Now a team led by anthropologist Michael Petraglia found
not only that modern humans could have reached India at least two millenia before the super-eruption, but they survived its devastating effects. The researchers encountered stone tool assemblages from above and below the Toba ash layer in India's Jwalapuram Valley.
"We saw some stone tools above the ash, but we decided to test below the ash. It was a lucky strike," said Petraglia, of the University of Cambridge, England.
"The tools the team found resemble those made by modern humans in Africa, suggesting that the Indian ones could have been made by humans, too. The fact that we have this ash is just icing on the cake, because it tells us that if it's modern humans, then they were able to persist through a major eruptive event. But they would have had a very, very difficult time." added Petraglia.
"My point is that humans were complex enough at this point to have dealt with that. In Africa at this time, humans were exhibiting early symbolism, complex toolmaking behavior, and sophisticated social behavior," said Will Harcourt-Smith, a paleontologist at the American Museum of Natural History in New York, not involved in the study.
Some scientists warn that it is hard to tell the difference between human-made stone tools and those made by Neanderthals, an extinct human species.
"South African and Neanderthal European [stone tool] assemblages are technologically and typologically indistinguishable. [The study authors] have a bagful of artifacts on which they're drawing conclusions that can only be confirmed by fossil evidence, and they don't have any fossils." said Stanley Ambrose, an archaeologist at the University of Illinois at Urbana-Champaign in Urbana, not involved in this research.

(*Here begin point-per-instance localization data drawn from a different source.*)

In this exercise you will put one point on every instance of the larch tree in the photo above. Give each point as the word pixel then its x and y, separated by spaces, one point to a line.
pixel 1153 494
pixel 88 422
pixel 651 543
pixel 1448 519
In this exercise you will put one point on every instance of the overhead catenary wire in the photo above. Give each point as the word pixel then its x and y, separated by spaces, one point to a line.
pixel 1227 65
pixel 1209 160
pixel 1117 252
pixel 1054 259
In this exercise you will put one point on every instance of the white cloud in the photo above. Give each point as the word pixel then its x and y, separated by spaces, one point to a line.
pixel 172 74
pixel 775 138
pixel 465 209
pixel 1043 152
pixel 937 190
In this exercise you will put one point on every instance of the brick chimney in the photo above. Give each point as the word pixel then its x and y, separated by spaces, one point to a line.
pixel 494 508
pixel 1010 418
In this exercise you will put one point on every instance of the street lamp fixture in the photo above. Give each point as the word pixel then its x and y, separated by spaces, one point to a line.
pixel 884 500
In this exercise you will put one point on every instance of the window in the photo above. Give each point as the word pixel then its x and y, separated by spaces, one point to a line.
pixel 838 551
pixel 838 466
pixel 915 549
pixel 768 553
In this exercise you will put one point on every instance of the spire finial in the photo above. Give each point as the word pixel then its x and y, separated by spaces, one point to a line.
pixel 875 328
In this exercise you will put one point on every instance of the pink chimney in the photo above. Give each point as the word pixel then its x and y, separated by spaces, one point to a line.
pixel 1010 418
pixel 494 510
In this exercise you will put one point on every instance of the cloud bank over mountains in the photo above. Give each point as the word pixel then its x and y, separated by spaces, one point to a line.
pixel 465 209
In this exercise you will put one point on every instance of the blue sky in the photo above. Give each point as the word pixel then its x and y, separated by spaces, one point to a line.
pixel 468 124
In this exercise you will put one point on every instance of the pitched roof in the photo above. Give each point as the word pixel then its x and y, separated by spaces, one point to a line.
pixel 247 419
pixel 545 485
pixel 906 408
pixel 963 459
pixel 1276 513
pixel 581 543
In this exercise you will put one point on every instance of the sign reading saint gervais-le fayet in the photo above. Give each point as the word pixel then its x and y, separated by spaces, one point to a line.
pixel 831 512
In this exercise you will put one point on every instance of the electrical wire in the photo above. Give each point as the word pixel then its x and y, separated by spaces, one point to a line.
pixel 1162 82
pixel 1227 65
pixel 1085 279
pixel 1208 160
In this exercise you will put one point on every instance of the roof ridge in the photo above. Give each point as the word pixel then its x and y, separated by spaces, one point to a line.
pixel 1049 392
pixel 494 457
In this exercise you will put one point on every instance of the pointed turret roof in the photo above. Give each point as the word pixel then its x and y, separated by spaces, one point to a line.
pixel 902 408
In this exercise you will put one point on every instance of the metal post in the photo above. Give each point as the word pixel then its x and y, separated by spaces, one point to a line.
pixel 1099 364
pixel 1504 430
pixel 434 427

"A large piece of ground ochre was found below the ash with the stone tools. Ochre was used by early humans for art, symbols, curing hides, or helping to attach stone tools to build a wooden shaft. All of these potential uses hint at more complex behaviors than are usually attributed to earlier extinct hominin species, although we know European Neanderthals also used ochre a lot. More excavation will help us resolve whether this assemblage belongs to modern humans or not." said co-author Chris Clarkson, an archaeologist at Australia's University of Queensland.